Interview with Deborah Loh

Major

Communication

Current Position

Journalist

GC Graduation Year

1996


Why or how did you choose your field? Were there specific experiences that influenced you?

Since I was a teenager, I’ve always wanted to be a journalist. There were no specific influences; I was just drawn to the idea of exploring, witnessing history in the making, meeting new people, and being able to tell their stories.

Gradually, I learned about the role of the media as a watchdog on society and government and the importance of its public service role. I got drawn to the idea that as a journalist, I could help build communities, or bridge them where there were divides, and hold power and authority accountable. These things sealed my decision to become a journalist.

What’s exciting about your job or field?

Meeting people, being in places, and having experiences I wouldn’t otherwise have had. The chance to discover something new about the world, my country or about someone every day in the course of covering the news. Being able to contribute to public discourse about pressing issues facing my country.

What has been a challenge in your career journey?

To write with a fresh perspective, to write with hope and not be jaded, especially when repeatedly covering the same issues, eg. systemic corruption in the public sector, political scandal, or communal politics.

Looking back, would you do anything differently?

I would not have done a major in mass communications. I would have done mass comm as a minor instead, and for a major, studied something like history, politics, law, sociology, or economics. In hindsight, I feel writing for the media and learning about journalistic principles was something I could have learned in a minor, and honed on the job. But having in-depth knowledge of a particular field would be advantageous, I feel, when covering news beats like politics, business, or science.

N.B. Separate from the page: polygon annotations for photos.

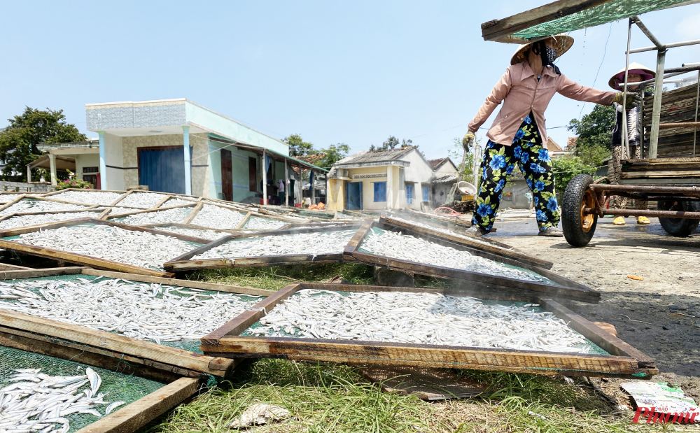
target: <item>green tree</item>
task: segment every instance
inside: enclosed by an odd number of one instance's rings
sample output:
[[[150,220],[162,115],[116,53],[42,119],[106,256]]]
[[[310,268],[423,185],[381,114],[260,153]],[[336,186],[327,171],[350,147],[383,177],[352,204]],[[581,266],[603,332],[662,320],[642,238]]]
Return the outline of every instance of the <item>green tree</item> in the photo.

I now know many journalists who were previously lawyers, accountants, bankers, and who were trained in these other disciplines.

I think specializing in an area of writing might also be the way forward in journalism careers because of social media. Now, anyone can be a citizen journalist by observing an event and posting their observations or commentary online. I’m wondering if, the more democratized information and news gets, the more necessary specialist writers will become to media organizations as a matter of positioning and value-add. And if you one day no longer want to be a journalist, you have another discipline to fall back on when looking for a new job.

How did your liberal arts education assist you in your journey?

It was precisely because of a multicultural, liberal arts education and the broad thinking that came along with that kind education that helped me to grasp concepts from various disciplines so that I could write on a range of topics throughout my career.

Did anyone offer you some memorable advice that you’d like to pass on? Or…what advice would you give to a young person just starting out?

Various bits of advice I’ve received over time from colleagues:

  • If you already know that you want to be a journalist, think about what kind of journalism you want to do, what you want to write about. Then work towards specializing in that field.
  • Have an opinion. A neutral article is boring and may not help further public discourse. Objectivity in the news is a myth; rather, it is a tool that helps you form your opinion as fairly as possible.
  • Be patient when you first start out. Cover every mediocre assignment given to you. Sometimes your editors want to see what you’re made of, rather than how well you write or what you know.